The Temple of the Exploding Eye
Through a mirror darkly...
General Summary
"I'm a slayer..."
The party proceeded to enter Trinity Village and spotted a trip wire like the one they had discovered in Farport. Jayne was first to notice the silken cord suspended at ankle height in the road and followed it into a copse of trees. At the other end of the copse he saw that the silk cord extended to an unwalled hut occupied by three Vril warriors, including a Firedancer who held fire in his hands and teased it around his body like a simple plaything. The darkness of the night and the accompanying foul weather rendered the sentries oblivious to Jayne's approach, and Jayne brought up his allies to observe and plan the next move. Zen used his psychic powers to conjure a wave of fatigue that rendered all of the guards unconscious. Jayne hurried forward to execute all but one of the hapless warriors, whom he instead clubbed with the flat of his blade. He then bound and gagged the concussed warrior and stowed him in the back of the party's travel cart. Adelle kept watch intently.

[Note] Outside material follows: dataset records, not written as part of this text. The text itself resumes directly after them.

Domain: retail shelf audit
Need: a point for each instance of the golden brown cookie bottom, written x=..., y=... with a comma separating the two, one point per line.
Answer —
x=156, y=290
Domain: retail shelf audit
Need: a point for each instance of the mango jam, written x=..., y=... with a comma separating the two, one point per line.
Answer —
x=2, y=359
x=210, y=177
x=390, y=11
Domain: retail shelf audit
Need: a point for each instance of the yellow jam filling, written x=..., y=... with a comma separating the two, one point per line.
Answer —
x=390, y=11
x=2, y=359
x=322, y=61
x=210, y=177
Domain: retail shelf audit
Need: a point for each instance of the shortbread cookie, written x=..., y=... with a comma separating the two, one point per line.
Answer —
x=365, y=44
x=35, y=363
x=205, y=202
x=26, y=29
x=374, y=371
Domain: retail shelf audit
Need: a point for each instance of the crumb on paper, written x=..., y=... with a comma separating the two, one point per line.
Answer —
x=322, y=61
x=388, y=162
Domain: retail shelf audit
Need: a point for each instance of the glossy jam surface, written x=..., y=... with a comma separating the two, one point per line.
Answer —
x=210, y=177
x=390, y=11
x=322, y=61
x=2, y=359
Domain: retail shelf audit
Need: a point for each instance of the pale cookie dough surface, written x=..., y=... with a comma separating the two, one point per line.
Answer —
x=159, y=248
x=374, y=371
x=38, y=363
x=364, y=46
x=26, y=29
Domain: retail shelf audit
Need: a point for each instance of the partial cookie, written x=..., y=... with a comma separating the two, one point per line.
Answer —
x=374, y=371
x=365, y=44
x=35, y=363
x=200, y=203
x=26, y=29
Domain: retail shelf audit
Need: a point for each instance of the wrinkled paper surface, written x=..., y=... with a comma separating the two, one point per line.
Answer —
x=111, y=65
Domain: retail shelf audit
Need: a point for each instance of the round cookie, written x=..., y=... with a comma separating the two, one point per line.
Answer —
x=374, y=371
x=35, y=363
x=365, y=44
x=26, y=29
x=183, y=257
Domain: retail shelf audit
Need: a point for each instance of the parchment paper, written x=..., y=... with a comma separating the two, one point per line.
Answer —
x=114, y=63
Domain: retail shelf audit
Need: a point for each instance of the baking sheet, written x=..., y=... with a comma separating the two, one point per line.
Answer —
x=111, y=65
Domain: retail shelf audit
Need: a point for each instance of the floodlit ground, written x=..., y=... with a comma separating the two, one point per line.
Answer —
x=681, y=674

The rest of the party held their position at the now captured river bank dock while Jayne stealthily crept into the village to scout the lay of the land. He saw charred huts and human remains: signs of war and senseless cruelty. At the center of the ruined hamlet he saw a temple made of cut stone blocks and bearing the All-Seeing-Eye icon of the Exploding Eye cult. Incredibly, on the steps of the temple Jayne saw Rob, William, and Marsala, the comrades they had left back in Farport four days earlier. He roused them and then headed back to fetch the rest of the party
"What year is it?"
The three reunited members of the party were confused and bewildered. They spoke vaguely about a "furnace" and a "pipe" and behaved confusedly as though unable to fully recall their recent memories, like dreamers unable to remember a dream. Rob looked around puzzled and asked what the year was. William, who was badly cut up and seriously wounded, muttered something about "a woman with rat ears" and did his best to explain that he and the others had been in an underground chamber and had crawled out through a furnace pipe. No such pipe was to be seen nearby. Marsala used a healing hex to stanch William's wounds but offered little else in the way of explanation about their strange ordeal.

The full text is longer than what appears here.